Églantine a passé son premier examen pratique.
Un petit remontant ne lui fera pas de mal.



   Églantine reste seule avec Monsieur Lessig dans la salle de réunion. Il s'approche d'elle et lui demande.
- Alors ?
- Je pense qu'il va me falloir encore quelques minutes pour me remettre de tous les coups que je viens de prendre.
- Ce n'est rien. Ils ont été très gentils avec vous.
- Comment ?
- Ils ne seraient pas là où ils sont s'ils prenaient des leçons de choses de jeunes filles de 24 ans. Même dans des domaines qu'ils ne connaissent pas du tout.
- Je ne comprends pas.
- Vous n'avez toujours pas compris le principe de hiérarchie dans une entreprise.
- ...
- C'est moi qui vous ait présenté. Cela veut dire que s'ils vous attaquent, ils m'attaquent aussi.
- Mais, à la fin ...
- À la fin, ils vous ont un peu taquiné. Et ils ne l'ont même pas fait sur votre sujet de présentation.
- Qu'est ce que cela veut dire ?
- Qu'ils vous ont juste taquiné. S'ils avaient vraiment voulu vous attaquer, on n'aurait parlé que de votre anecdote du début de réunion.
- Elle n'était pas parfaite mais...
- Mais ... vous parlez des problèmes d'une sécrétaire à une direction générale ... vous utilisez des termes incompréhensibles pour les utilisateurs informatiques que nous sommes ...
- Et ?
- Et ... il faut vous adapter à vos interlocuteurs. Ils ne feront pas toujours l'effort d'essayer de vous comprendre.
- Donc, tout ceci n'était qu'une mise en scène ?
- Pas uniquement. Vous avez transmis des idées nouvelles ... et je voulais aussi tester mes directeurs.
- C'est à dire ?
- Il faut une certaine ouverture d'esprit pour vous écouter.
- Merci bien...
- Il faut que vous soyez lucide. Vous annoncez un changement profond de la connaissance humaine.
   Églantine fait une moue. Monsieur Lessig poursuit.
- Même si notre fonction nous met un voile devant les yeux...
   Monsieur Lessig fait un sourire ironique à Églantine en disant cela.
- ...nous devons être attentifs aux changements dans la société. Et ce dont vous nous avez parlé ne fait pas partie des discussions du moment.
- J'espère que cela sera une évidence pour les personnes de votre génération avant qu'il ne soit trop tard.

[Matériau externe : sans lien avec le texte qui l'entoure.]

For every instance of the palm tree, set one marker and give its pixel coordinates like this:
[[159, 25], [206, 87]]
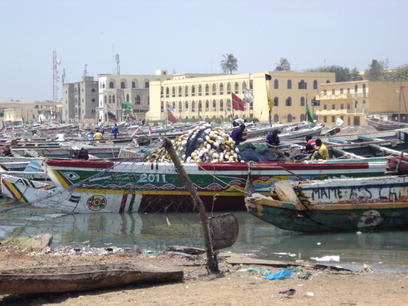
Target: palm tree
[[229, 63]]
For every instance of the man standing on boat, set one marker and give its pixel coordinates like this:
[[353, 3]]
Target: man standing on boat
[[115, 131], [237, 134], [98, 135], [273, 139], [321, 151]]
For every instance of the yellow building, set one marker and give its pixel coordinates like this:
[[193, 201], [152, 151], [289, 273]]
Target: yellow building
[[208, 97], [353, 101]]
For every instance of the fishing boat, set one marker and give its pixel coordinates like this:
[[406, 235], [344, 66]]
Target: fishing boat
[[74, 278], [382, 125], [104, 186], [356, 204]]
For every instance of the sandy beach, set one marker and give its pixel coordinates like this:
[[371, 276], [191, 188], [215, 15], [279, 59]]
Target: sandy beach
[[240, 282]]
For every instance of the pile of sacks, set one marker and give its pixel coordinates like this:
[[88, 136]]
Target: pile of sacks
[[203, 144]]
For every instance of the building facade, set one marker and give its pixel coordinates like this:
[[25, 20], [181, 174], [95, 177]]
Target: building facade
[[80, 100], [353, 101], [208, 97], [125, 96]]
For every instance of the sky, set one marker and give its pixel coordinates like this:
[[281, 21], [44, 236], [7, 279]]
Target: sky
[[190, 36]]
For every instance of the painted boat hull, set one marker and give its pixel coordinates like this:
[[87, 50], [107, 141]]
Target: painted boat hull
[[221, 186], [83, 277], [361, 204]]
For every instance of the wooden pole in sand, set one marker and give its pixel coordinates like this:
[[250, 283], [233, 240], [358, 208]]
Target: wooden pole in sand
[[212, 263]]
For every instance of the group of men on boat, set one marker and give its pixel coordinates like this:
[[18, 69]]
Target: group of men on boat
[[313, 150]]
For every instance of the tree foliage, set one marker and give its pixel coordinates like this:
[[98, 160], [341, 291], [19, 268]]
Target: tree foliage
[[398, 74], [375, 71], [343, 74], [229, 63], [283, 65]]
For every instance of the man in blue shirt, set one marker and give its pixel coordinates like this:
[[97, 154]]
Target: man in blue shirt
[[115, 131], [236, 134], [273, 139]]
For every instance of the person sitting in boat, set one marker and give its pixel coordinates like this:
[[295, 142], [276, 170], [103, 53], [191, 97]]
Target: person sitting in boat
[[307, 151], [237, 134], [321, 151], [98, 135], [7, 151], [273, 139]]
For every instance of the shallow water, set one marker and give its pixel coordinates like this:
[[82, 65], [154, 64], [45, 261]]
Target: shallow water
[[381, 251]]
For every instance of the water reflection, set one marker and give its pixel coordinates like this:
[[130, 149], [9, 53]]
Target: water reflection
[[385, 251]]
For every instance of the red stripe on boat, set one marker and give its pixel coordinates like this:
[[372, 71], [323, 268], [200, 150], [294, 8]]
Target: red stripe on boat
[[280, 165], [80, 163], [123, 204]]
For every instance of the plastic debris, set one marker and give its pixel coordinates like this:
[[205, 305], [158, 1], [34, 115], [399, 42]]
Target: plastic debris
[[263, 272], [279, 275]]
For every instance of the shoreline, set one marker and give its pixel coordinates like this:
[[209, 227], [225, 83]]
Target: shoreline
[[240, 282]]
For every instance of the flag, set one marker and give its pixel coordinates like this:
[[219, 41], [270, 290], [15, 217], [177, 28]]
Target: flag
[[248, 96], [237, 103], [170, 113], [309, 115], [112, 116], [126, 106]]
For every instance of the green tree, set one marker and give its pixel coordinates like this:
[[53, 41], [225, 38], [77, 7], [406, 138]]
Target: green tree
[[397, 74], [283, 65], [342, 73], [229, 63], [375, 71]]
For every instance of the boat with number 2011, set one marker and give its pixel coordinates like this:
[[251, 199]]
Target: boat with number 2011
[[102, 186]]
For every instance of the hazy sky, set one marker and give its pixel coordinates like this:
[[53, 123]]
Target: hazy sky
[[190, 36]]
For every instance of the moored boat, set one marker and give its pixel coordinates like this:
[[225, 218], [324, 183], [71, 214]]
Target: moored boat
[[357, 204], [158, 187]]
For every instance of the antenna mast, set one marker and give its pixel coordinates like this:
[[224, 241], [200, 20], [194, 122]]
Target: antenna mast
[[55, 77], [117, 64]]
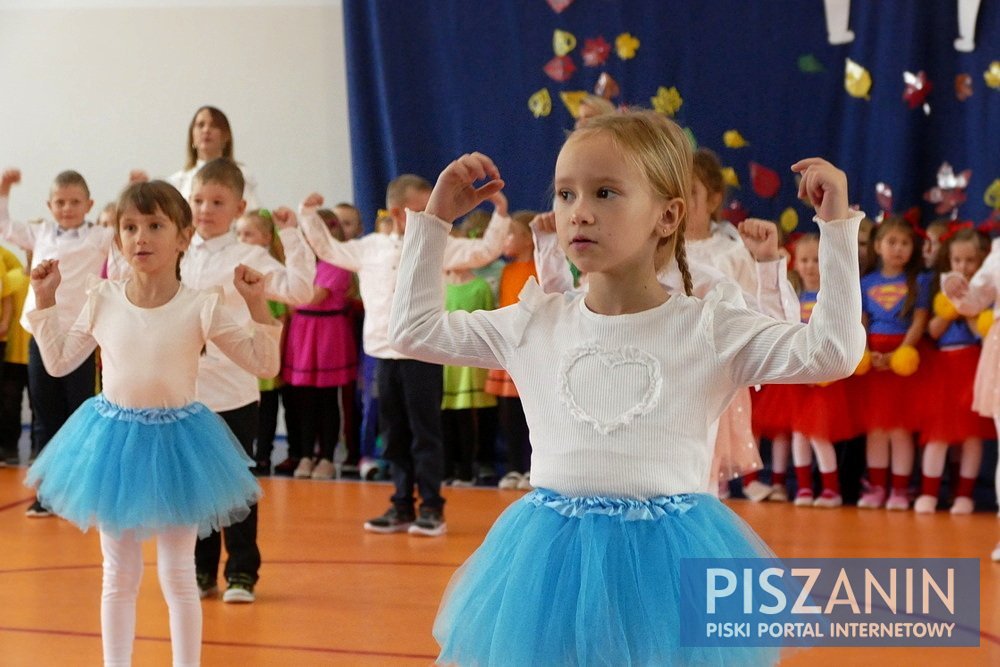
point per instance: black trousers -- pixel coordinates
(240, 538)
(410, 418)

- Je ne sais pas combien de temps il vous a fallu pour accepter cette ... réalité ... mais sûrement plus de quelques heures. Je ne peux pas vous garantir que nous arriverons aux mêmes conclusions que vous sur les changements à venir. Mais ce que je peux vous garantir, c'est qu'il nous faudra plus d'une réunion pour tirer des conclusions.
- ...
- Il faut laisser le temps au temps. Si vous essayez de forcer les choses, vous ferez fuir vos interlocuteurs. Surtout ceux de ma génération.
- J'ai tellement envie...
- Ça ne suffit pas pour convaincre. Surtout que vous êtes encore très confuse dans votre discours.
- Confuse ?
- N'annoncez jamais que vous maîtrisez ce que vous ne pouvez pas expliquer clairement, même à des novices. Là encore, j'ai vu des réunions finir très mal parce qu'un expert s'est juste embrouillé sur une définition. Vos concepts de mots et d'alphabet, je vous conseille de les garder pour vous jusqu'au jour où vous serez au point.
- Je ne savais pas qu'il y aurait une réunion...
- C'est vous qui avez parlé de maîtrise, pas nous. Si vous me demandez de vous expliquer ce qu'est l'alphabet, ou les mots pour le français, je peux. Même à un analphabète et sans préparation.
- Mais ça n'a rien à voir.
   En disant cela Églantine fait un grand sourire à Monsieur Lessig. Elle continue.
- OK, je me suis bien plantée.
- J'ai plus de 10 ans d'expérience dans de nombreux domaines. Je ne garantis jamais que je les maîtrise. Une action vaudra toujours plus qu'un long discours.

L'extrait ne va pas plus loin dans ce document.